In a color digital copying machine with the above arrangement, it is often necessary to enlarge, reduce or move the editing area after editing instruction such as color conversion, netting, painting, etc. has been executed. In case the editing area is set in the editing instruction, e.g. when the manuscript is placed on a digitizer and an area is inputted and specified, its position is displayed. In case the specified editing area is to be corrected, selected screen and corrected screen are used.
To correct the editing area, a plurality of editing areas and forward/backward keys are displayed, and the selected area in the displayed screen is inverted in display. By the forward/backward keys, the selected area is moved forward or backward on the selected screen according to the order of the setting to select an area.

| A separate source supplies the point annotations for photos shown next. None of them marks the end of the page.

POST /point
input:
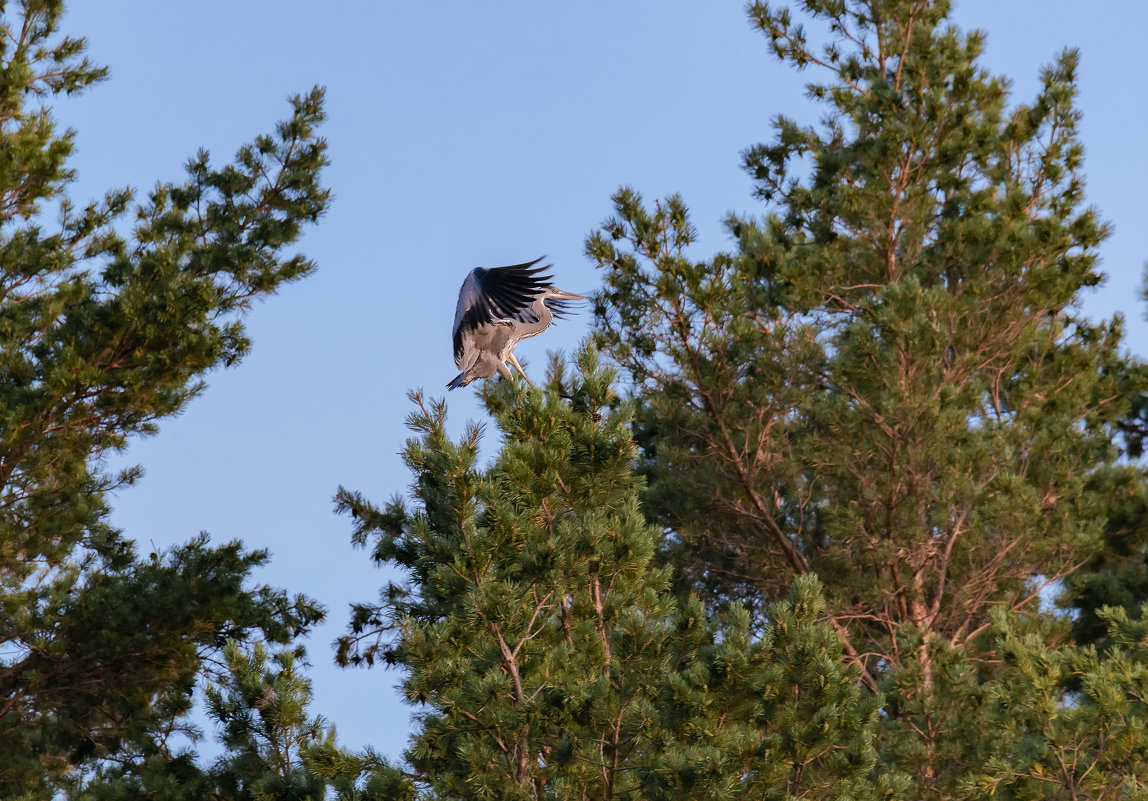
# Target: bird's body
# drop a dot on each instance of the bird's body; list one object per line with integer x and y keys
{"x": 497, "y": 309}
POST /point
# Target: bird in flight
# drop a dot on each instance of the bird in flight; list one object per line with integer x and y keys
{"x": 497, "y": 309}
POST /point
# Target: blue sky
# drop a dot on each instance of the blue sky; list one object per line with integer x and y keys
{"x": 465, "y": 134}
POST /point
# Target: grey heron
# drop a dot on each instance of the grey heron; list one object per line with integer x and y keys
{"x": 497, "y": 309}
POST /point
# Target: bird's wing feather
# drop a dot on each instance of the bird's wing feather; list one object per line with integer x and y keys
{"x": 497, "y": 294}
{"x": 507, "y": 293}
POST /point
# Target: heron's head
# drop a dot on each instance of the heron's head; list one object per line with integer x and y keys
{"x": 560, "y": 303}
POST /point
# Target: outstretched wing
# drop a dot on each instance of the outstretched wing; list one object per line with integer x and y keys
{"x": 497, "y": 294}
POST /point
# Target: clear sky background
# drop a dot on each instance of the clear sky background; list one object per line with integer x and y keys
{"x": 462, "y": 134}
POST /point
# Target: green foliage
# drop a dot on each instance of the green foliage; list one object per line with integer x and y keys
{"x": 106, "y": 327}
{"x": 263, "y": 721}
{"x": 889, "y": 383}
{"x": 1070, "y": 721}
{"x": 548, "y": 653}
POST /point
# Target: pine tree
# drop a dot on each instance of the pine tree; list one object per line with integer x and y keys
{"x": 1088, "y": 743}
{"x": 548, "y": 653}
{"x": 107, "y": 327}
{"x": 889, "y": 382}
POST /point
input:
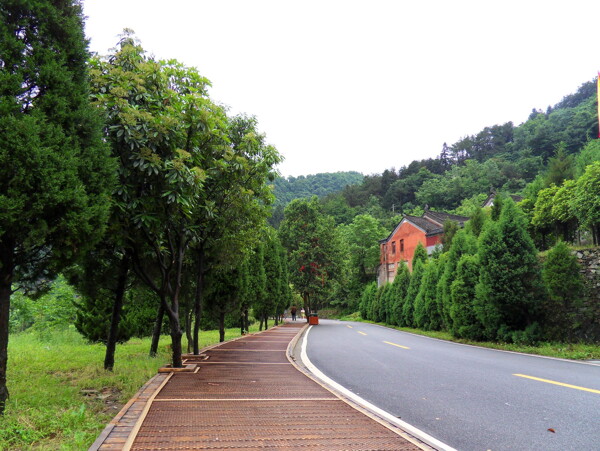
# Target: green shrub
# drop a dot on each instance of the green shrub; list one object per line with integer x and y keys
{"x": 564, "y": 285}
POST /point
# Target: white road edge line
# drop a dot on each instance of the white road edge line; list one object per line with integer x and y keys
{"x": 367, "y": 405}
{"x": 580, "y": 362}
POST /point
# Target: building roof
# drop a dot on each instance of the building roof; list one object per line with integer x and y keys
{"x": 431, "y": 222}
{"x": 440, "y": 217}
{"x": 490, "y": 199}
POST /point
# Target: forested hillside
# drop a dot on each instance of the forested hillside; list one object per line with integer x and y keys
{"x": 289, "y": 188}
{"x": 504, "y": 158}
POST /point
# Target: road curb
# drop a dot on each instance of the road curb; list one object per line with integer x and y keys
{"x": 408, "y": 431}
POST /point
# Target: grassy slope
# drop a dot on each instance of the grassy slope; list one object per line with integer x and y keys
{"x": 60, "y": 396}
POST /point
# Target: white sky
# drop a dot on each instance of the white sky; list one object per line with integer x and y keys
{"x": 356, "y": 85}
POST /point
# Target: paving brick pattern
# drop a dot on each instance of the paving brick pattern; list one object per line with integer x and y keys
{"x": 247, "y": 395}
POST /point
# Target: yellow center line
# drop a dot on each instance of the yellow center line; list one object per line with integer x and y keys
{"x": 576, "y": 387}
{"x": 394, "y": 344}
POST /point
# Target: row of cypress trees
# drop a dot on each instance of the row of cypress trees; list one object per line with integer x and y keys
{"x": 488, "y": 285}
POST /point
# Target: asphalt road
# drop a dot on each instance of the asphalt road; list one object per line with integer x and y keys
{"x": 467, "y": 397}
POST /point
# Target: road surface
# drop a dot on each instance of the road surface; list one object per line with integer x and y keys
{"x": 467, "y": 397}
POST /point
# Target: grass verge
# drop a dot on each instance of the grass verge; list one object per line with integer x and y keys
{"x": 61, "y": 397}
{"x": 573, "y": 351}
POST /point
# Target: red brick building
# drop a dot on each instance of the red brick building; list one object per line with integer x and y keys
{"x": 400, "y": 245}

Then, it is switched over to an amended screen, and correction keys such as arrow or triangle are displayed for rectangle and its sides (upper, lower, left and right). Each time this correction key is operated, correction processing of enlargement/reduction of 1 mm is performed in the direction of the arrow or the triangle.

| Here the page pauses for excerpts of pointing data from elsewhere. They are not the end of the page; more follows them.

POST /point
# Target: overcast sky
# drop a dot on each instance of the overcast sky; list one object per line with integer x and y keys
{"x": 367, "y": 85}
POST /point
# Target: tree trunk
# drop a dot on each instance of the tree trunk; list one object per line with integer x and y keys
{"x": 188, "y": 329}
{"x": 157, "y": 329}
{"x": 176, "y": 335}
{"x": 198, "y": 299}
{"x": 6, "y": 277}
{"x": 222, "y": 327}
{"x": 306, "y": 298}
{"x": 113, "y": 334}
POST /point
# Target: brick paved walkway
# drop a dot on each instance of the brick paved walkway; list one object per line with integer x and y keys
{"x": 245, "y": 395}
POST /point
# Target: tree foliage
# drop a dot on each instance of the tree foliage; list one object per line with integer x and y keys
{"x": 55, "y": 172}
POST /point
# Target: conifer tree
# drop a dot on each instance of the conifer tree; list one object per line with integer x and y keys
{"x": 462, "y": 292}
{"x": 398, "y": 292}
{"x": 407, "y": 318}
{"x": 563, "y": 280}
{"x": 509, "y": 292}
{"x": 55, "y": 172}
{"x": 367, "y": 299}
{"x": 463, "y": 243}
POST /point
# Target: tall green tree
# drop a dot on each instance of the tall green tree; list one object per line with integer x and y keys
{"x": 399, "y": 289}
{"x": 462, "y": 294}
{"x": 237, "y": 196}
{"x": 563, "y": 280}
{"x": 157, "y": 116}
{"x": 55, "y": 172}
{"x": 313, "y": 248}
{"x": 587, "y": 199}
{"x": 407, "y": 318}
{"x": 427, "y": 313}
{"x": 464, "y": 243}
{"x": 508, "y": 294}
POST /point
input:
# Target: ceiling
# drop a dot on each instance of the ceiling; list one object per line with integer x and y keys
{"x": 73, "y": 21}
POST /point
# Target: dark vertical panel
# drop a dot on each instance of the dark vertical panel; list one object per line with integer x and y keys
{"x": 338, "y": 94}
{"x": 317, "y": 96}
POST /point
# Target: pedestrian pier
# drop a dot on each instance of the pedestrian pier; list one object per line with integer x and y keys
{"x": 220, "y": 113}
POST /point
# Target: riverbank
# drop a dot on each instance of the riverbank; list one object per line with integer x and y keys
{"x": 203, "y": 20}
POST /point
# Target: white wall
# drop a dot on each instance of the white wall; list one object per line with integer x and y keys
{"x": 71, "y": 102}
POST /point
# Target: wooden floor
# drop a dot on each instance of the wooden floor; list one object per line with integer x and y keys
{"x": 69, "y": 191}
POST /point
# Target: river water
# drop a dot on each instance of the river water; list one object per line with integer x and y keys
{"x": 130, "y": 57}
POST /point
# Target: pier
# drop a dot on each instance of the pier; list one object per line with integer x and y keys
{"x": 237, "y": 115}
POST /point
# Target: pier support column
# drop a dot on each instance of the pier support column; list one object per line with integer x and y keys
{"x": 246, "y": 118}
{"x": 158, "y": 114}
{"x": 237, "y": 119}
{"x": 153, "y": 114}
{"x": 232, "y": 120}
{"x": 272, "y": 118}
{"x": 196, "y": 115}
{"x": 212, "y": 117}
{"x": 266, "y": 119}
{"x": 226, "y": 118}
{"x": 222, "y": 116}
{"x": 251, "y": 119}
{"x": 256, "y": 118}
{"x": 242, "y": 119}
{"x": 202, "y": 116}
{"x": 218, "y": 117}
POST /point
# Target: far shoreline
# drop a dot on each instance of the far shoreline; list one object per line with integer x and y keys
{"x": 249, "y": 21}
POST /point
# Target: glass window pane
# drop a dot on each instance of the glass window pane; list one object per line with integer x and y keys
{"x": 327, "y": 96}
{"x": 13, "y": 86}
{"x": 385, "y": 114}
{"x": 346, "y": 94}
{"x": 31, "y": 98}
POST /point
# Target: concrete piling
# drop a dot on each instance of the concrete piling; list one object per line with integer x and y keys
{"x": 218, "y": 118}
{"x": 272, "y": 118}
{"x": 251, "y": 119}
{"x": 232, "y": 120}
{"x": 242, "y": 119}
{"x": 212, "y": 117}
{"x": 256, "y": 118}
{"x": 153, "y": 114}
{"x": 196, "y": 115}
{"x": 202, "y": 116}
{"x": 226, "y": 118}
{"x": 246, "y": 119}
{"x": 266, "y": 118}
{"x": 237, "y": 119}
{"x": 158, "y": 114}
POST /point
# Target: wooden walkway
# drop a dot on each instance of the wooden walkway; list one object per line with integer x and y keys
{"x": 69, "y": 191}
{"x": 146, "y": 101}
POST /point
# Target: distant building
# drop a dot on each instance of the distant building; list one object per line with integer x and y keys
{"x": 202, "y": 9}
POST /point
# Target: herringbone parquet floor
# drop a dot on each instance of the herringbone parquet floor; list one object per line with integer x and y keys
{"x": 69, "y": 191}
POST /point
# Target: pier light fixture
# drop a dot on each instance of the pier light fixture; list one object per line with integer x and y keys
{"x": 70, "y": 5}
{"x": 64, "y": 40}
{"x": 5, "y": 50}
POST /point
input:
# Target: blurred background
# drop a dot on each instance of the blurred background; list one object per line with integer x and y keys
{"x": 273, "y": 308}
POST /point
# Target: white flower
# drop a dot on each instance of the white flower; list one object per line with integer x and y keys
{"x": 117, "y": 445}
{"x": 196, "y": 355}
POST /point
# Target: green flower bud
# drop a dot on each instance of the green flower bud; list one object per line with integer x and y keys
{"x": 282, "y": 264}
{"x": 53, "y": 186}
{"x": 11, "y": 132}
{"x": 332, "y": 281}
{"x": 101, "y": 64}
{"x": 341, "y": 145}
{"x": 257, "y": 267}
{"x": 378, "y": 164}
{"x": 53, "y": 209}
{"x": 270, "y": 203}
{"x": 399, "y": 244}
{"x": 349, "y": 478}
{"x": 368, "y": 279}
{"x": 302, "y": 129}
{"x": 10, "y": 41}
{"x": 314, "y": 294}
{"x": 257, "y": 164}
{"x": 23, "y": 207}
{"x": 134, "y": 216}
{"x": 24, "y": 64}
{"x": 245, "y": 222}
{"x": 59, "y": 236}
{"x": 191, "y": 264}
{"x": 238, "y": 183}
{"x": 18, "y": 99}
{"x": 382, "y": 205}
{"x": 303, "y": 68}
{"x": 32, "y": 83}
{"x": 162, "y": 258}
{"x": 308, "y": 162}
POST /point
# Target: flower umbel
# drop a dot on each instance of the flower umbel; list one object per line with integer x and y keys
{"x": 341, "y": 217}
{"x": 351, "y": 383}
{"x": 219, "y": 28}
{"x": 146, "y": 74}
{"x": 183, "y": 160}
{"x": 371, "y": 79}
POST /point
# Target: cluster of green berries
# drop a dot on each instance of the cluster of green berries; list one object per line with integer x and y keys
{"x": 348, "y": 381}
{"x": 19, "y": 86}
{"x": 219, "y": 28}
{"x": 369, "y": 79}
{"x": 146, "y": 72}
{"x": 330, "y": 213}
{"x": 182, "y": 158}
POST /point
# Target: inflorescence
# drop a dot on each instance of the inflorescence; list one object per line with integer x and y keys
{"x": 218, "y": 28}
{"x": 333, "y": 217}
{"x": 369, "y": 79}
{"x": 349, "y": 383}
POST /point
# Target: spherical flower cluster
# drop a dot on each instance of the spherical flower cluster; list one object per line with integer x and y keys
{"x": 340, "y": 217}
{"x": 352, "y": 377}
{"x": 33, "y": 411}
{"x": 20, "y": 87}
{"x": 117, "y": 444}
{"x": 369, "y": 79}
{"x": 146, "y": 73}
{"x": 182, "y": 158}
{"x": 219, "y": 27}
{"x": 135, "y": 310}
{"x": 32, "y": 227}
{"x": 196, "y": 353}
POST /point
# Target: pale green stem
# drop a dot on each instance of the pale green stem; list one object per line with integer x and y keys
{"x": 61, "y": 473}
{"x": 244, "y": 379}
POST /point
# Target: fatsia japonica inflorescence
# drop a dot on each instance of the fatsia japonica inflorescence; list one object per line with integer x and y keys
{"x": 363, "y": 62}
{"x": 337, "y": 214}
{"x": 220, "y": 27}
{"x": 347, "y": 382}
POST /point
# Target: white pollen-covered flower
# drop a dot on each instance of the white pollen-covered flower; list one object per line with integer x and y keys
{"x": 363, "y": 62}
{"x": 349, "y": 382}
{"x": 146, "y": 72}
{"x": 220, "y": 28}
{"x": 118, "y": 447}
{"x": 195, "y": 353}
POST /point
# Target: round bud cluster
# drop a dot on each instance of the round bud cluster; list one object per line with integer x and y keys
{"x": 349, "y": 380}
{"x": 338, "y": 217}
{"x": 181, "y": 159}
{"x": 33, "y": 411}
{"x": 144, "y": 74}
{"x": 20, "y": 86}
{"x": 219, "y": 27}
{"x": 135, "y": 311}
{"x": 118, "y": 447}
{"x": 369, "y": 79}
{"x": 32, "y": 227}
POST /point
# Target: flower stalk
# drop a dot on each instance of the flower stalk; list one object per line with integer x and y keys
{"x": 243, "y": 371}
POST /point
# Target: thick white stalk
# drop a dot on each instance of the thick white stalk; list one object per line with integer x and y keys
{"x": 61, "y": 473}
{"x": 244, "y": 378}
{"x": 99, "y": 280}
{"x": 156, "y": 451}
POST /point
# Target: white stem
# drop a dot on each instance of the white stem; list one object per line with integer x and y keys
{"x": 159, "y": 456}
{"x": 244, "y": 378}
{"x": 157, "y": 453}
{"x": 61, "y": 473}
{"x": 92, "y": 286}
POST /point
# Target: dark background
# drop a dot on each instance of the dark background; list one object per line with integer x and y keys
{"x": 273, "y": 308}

In the example shown in FIG. 2, a selection sheet where the numbers of correction areas shown in A are given as selection keys, and a dimension correction sheet where scaling up/down designation keys are given on a rectangle and its upper, lower, left and right sides shown in B are attached on an edit pad, and edit instructions and subsequent area correction are carried out on the edit pad. In this case, the copy is placed on the edit pad to set an area in the setting mode. In correction mode, it is selected to which area it has been inputted by the number of the selection key on the selection sheet of the area, and the area is corrected by the scaling up/down instruction keys on the dimension correction sheet. To correct the area in this case, correction of 1 mm can be performed by a single operation.
However, in the conventional area correction system as described above where there are the selected screen and the corrected screen, each setting area is displayed on the selected screen, while it is impossible to match each area with the manuscript. For this reason, it is impossible to confirm accurate position on the manuscript. In the amended screen, the rectangle is displayed only to give the relationship with the correction key, and it neither changes the size nor moves in response to the set edit area and to the correction. Accordingly, even when a correction key is used, the content of the correction corresponding to it cannot be concretely confirmed.

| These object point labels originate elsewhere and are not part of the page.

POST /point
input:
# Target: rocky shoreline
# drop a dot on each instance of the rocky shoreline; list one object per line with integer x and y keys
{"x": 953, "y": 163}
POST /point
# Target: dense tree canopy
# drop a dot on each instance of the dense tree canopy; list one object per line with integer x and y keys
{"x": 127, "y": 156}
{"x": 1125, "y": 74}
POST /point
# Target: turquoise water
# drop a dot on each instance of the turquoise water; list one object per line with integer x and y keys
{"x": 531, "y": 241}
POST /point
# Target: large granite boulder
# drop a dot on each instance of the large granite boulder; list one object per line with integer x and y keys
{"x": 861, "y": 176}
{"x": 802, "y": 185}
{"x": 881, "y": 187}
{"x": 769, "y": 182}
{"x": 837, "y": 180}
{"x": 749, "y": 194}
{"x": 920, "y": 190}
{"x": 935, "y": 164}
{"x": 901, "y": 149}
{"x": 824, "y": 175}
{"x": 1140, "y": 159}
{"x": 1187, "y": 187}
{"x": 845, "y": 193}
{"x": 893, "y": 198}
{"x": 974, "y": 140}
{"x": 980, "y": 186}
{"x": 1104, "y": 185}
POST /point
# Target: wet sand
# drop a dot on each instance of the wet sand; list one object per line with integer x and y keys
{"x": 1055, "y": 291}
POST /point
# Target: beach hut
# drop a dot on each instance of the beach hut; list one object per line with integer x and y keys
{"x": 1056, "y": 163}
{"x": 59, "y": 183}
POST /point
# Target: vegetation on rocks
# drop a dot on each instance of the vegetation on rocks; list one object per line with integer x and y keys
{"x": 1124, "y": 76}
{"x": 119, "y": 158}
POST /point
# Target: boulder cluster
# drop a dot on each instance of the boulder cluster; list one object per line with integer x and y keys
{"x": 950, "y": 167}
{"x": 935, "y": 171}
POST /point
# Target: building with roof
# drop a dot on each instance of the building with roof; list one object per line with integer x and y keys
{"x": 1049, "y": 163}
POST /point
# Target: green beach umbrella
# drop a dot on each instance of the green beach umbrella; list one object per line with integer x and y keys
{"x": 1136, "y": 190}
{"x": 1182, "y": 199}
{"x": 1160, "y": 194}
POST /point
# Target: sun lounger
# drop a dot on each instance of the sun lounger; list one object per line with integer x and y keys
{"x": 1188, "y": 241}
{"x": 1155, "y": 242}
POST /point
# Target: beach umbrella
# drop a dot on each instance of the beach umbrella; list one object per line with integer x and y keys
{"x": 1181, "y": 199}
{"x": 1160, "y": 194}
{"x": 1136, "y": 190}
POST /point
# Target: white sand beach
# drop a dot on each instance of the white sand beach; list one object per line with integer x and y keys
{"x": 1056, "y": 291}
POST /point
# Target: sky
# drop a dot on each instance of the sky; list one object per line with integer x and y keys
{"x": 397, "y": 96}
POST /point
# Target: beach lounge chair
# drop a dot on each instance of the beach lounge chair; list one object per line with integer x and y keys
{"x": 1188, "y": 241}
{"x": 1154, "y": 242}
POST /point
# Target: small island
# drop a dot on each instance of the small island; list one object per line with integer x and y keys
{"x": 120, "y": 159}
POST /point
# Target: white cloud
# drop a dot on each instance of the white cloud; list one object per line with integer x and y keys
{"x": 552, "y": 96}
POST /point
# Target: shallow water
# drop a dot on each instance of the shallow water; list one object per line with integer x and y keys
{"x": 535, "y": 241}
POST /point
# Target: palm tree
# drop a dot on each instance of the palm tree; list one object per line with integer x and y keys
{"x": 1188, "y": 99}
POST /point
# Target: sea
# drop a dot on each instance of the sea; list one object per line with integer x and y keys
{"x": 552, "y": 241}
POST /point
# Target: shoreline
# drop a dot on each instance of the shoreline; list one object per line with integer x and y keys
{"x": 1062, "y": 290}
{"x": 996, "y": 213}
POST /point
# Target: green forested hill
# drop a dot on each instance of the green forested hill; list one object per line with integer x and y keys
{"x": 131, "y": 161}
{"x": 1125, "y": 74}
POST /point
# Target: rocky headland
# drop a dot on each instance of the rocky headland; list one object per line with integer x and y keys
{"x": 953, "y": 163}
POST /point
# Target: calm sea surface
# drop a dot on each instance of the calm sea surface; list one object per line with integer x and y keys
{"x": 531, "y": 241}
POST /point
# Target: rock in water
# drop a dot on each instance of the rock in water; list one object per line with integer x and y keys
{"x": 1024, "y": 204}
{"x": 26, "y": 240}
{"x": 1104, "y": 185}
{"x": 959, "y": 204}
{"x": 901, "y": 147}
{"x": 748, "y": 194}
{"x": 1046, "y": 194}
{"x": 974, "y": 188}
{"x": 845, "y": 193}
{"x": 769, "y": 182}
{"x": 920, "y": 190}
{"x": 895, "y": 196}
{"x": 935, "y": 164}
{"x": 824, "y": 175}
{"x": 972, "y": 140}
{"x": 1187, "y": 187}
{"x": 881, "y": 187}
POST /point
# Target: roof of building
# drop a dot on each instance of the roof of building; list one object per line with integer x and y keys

In a system where a selection sheet as in the latter case is used, the area must be selected by the number on the selection sheet on the edit pad to correct the area. Thus, the operator must memorize the number of the selection key and contents of area and editing. This often leads to erroneous specifying due to erroneous memorizing. The area is corrected by the scaling up/down designation key on the dimension correction sheet as in the former case in the above, and the content to be corrected cannot be concretely confirmed.